In both cases, there was simply too much information for people to understand how best to modernize their respective applications. They needed a better approach to making decisions based upon large quantities of data. The answer: artificial intelligence (AI).
Breaking Down the Roadblocks
When such data sets are available, AI is able to discern patterns where humans get lost in the noise. By leveraging AI-based analysis tooling from vFunction, both organizations got a handle on their respective complexity, giving them a clear roadmap for resolving interdependencies and refactoring legacy Java EE code.
The Fortune 100 bank’s multi-phase approach to Java EE modernization included automated complexity analysis, AI-driven static and dynamic analysis of running code, and refactoring recommendations that included the automated extraction of services into human-readable JSON-formatted specification files.
The Fortune 500 financial information firm leveraged vFunction to define new service boundaries and a common shared library. It then merged and consolidated several services, removing the legacy Struts 1 dependency in favor of a modern Spring REST controller. It also converted numerous Java EE dependencies to Spring Boot, a modern, cloud native Java framework.
The Business Challenges of Technical Debt
Both organizations were in a ‘for want of a nail, the kingdom is lost’ situation – what seems like a relatively straightforward issue stymied their respective strategic modernization efforts.

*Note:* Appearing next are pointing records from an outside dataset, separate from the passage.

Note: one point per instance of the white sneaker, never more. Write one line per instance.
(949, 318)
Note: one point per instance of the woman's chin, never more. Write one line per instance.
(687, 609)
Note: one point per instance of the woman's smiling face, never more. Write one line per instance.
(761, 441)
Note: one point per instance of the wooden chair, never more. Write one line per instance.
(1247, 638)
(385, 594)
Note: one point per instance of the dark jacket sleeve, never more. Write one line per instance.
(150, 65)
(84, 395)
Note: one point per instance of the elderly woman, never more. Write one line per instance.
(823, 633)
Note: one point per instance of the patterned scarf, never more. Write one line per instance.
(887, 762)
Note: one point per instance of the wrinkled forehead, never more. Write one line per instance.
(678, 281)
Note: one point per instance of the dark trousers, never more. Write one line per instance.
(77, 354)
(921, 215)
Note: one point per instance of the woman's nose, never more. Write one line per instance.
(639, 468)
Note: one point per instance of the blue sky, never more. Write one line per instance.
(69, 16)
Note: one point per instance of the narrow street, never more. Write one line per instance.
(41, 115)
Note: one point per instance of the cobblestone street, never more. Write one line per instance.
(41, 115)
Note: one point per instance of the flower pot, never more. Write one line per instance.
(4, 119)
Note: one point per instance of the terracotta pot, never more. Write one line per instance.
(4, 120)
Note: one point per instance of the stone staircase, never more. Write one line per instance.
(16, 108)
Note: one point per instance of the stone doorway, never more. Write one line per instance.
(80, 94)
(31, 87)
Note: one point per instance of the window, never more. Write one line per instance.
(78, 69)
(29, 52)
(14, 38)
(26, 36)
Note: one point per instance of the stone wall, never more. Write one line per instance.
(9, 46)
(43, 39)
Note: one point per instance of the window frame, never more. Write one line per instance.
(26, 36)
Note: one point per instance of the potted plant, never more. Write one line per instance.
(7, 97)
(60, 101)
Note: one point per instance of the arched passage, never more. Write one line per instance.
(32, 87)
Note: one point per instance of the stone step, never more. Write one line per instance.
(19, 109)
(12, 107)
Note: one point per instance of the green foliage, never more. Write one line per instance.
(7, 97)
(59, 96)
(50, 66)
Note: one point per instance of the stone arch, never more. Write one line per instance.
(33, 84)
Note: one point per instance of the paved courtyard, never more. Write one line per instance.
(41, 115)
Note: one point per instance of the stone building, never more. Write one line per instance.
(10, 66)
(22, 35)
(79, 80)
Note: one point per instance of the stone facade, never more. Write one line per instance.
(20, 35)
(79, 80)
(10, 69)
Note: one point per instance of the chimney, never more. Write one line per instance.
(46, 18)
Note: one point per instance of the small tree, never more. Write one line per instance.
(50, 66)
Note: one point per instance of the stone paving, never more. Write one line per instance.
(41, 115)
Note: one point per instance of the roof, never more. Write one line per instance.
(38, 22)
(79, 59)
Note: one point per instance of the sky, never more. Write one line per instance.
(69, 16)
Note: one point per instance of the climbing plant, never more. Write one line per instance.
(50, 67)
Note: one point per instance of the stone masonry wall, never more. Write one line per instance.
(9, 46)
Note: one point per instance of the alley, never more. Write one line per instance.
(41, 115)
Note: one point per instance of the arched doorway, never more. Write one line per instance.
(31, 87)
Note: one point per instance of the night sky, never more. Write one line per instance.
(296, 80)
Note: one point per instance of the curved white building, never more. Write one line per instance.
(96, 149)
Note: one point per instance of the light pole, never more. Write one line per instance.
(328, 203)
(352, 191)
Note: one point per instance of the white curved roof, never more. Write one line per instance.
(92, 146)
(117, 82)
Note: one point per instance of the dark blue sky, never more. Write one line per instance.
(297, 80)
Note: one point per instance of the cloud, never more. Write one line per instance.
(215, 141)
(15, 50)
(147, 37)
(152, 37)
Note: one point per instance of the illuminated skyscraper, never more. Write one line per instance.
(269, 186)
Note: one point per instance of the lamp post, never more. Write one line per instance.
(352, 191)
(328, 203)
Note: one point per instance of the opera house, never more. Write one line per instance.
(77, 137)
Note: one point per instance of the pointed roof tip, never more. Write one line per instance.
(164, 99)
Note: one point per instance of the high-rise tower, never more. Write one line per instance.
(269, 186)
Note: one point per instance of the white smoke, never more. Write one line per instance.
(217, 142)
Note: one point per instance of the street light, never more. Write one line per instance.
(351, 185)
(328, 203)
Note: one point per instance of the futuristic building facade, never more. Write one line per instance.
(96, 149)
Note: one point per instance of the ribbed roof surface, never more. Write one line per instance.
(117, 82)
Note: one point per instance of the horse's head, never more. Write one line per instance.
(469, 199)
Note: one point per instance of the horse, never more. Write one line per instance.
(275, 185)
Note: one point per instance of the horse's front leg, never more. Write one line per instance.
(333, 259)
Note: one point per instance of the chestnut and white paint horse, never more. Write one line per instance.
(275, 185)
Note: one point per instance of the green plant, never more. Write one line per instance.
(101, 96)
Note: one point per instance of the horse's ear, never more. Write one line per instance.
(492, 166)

When such a roadblock presents itself, then all estimates about how long the modernization will take and how much it will cost go out the window. Progress may stop, but the modernization meter keeps running, as the initiative shows less and less value to the organization as the team continues to beat their head against a wall.
Not only does morale suffer under such circumstances, but the technical debt continues to accrue as well. In both situations, the legacy apps were mission-critical, and thus had to keep working. Even though the modernization efforts had stalled, the respective teams were still responsible for maintaining the legacy apps – thus making the problem worse over time.
The Intellyx Take
During the planning stages of any modernization initiative, the teams had hammered out reasonable estimates for cost, time, and resource requirements. Such estimates were invariably on the low side – and when a roadblock stops progress, the management team must discard such estimates entirely.
Setting the appropriate expectations with stakeholders, therefore, is fraught with challenges, especially when those stakeholders are skeptical to begin with. Unless the modernization team takes an entirely different approach – say, leveraging AI-based analysis to unravel previously intractable complexity – stakeholders are unlikely to support further modernization efforts.
It’s important to note the role that vFunction played. It didn’t wave a magic wand, converting legacy code to modern microservices. Rather, it processed and interpreted the data each organization had available (both static and dynamic), leveraging AI to discern the important patterns in those data necessary to make the appropriate decisions that resulted in timely modernization results. Considering the deep challenges these customers faced, such results felt like magic in the end.